We have been warning ever since Sir Callum McCarthy made his Gleneagles speech that the state, nor its agents, had no right intruding in to the private lives of its citizens, nor indeed should it involve itself in the legal contractual arrangements between citizens and businesses.
We have contended, and continue to, that regulation is about refereeing, holding the ring while the various parties discuss and negotiate their business arrangements.
Now it looks as if some lenders, mainly out of fear of upsetting the City regulator, have taken it upon themselves to ask borrowers about the minute details of their lifestyles, from how much they pay for a hair cut to whether or not they have Sky television.
All this is about regulation by the rear-view mirror, with regulators having made such a mess in the years leading up to the global banking crisis and following recession, they are now anxious to do what they should have done then.
We only have to read the various reports and Alex Brummer’s excellent book on Northern Rock, The Crunch, then read the Treasury select committee’s forensic analysis of Project Verde and the Co-op Bank mess to see how far advanced has financial regulation come from those days.

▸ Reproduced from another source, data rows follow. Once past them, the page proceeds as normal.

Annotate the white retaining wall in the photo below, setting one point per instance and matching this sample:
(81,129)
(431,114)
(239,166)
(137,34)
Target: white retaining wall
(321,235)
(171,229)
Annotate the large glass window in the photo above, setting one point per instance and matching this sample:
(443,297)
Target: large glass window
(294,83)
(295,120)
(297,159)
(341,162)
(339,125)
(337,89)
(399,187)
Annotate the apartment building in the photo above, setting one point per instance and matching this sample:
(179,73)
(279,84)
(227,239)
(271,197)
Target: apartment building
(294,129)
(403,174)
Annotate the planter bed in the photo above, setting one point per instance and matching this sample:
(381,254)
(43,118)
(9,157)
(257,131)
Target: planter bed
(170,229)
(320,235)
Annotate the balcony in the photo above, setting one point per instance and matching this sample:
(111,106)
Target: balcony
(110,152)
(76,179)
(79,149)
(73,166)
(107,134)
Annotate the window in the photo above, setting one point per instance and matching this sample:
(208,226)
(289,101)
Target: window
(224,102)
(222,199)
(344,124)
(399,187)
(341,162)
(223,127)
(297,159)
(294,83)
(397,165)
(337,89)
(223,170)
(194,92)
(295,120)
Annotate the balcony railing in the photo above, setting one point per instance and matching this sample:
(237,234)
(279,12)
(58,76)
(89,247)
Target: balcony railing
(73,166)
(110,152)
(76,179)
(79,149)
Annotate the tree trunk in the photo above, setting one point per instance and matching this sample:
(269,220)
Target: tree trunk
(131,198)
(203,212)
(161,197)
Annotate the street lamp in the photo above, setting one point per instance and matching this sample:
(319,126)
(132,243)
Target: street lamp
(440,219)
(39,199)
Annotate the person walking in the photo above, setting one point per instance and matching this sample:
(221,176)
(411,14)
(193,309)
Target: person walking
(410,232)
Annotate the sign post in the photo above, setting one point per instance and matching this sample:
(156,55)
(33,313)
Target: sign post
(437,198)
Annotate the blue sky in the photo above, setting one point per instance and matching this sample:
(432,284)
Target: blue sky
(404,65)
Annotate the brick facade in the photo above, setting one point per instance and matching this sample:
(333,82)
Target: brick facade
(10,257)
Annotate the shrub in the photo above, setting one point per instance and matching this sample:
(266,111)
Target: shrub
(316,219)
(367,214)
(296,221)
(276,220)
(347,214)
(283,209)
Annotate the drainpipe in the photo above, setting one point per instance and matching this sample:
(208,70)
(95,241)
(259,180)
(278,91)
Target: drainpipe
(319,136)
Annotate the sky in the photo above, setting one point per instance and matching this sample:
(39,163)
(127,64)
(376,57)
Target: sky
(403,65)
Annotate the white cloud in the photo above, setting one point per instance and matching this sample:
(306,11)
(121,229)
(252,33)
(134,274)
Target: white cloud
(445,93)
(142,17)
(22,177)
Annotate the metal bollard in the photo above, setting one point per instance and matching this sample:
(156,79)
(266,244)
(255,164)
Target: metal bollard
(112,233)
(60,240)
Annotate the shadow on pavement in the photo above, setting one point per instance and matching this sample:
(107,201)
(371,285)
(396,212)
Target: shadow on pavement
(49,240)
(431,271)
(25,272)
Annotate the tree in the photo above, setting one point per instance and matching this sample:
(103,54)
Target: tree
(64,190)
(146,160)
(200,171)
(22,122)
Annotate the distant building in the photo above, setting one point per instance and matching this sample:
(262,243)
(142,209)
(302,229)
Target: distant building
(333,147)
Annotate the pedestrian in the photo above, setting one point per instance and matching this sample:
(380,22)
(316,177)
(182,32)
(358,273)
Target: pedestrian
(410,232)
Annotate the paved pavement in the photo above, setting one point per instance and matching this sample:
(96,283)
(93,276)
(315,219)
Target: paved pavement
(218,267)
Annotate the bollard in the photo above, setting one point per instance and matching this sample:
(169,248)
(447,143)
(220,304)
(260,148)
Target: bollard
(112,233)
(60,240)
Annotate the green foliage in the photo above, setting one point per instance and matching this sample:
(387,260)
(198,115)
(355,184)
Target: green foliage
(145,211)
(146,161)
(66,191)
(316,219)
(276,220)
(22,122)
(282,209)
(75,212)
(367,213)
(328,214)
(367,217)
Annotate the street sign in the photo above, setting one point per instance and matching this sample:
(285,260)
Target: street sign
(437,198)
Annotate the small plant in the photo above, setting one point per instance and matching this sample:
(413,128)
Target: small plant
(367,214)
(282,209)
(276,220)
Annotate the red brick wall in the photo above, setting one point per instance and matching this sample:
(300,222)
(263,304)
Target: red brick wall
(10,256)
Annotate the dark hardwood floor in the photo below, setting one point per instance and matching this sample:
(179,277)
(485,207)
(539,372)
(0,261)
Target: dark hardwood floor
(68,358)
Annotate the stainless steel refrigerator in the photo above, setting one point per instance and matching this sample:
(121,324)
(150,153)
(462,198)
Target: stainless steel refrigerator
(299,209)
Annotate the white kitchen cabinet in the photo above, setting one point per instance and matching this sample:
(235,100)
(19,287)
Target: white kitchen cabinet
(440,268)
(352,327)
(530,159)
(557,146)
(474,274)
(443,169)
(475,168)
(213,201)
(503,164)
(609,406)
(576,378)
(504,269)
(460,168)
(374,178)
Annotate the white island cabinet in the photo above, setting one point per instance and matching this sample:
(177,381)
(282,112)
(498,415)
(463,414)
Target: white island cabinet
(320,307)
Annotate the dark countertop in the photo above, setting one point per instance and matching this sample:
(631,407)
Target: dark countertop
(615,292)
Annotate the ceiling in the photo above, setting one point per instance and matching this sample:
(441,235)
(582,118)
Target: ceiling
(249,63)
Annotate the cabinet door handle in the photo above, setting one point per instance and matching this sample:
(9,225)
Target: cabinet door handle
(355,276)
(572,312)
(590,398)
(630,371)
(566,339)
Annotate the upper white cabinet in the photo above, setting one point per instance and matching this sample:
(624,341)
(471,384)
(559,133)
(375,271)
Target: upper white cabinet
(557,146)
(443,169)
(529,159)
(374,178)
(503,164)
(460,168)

Prudent lending and stress-testing a would-be borrower’s ability to keep up his or her mortgage repayments under different scenarios is responsible lending, but it is not the regulator’s business if someone chooses to allocate more than 40 per cent of his take-home pay to securing a roof over his head.
However, the lender is duty-bound to bring all the consequences of rate increases to the borrowers’ attention and seek reassurance that he or she fully understands the consequences. As we have said before, part of the social compact across the generations is that the baby-boomers must make room for younger people, burdened as they are with debt even before emerging from university, to get on the housing ladder.
This is a social obligation, and one that we must honour.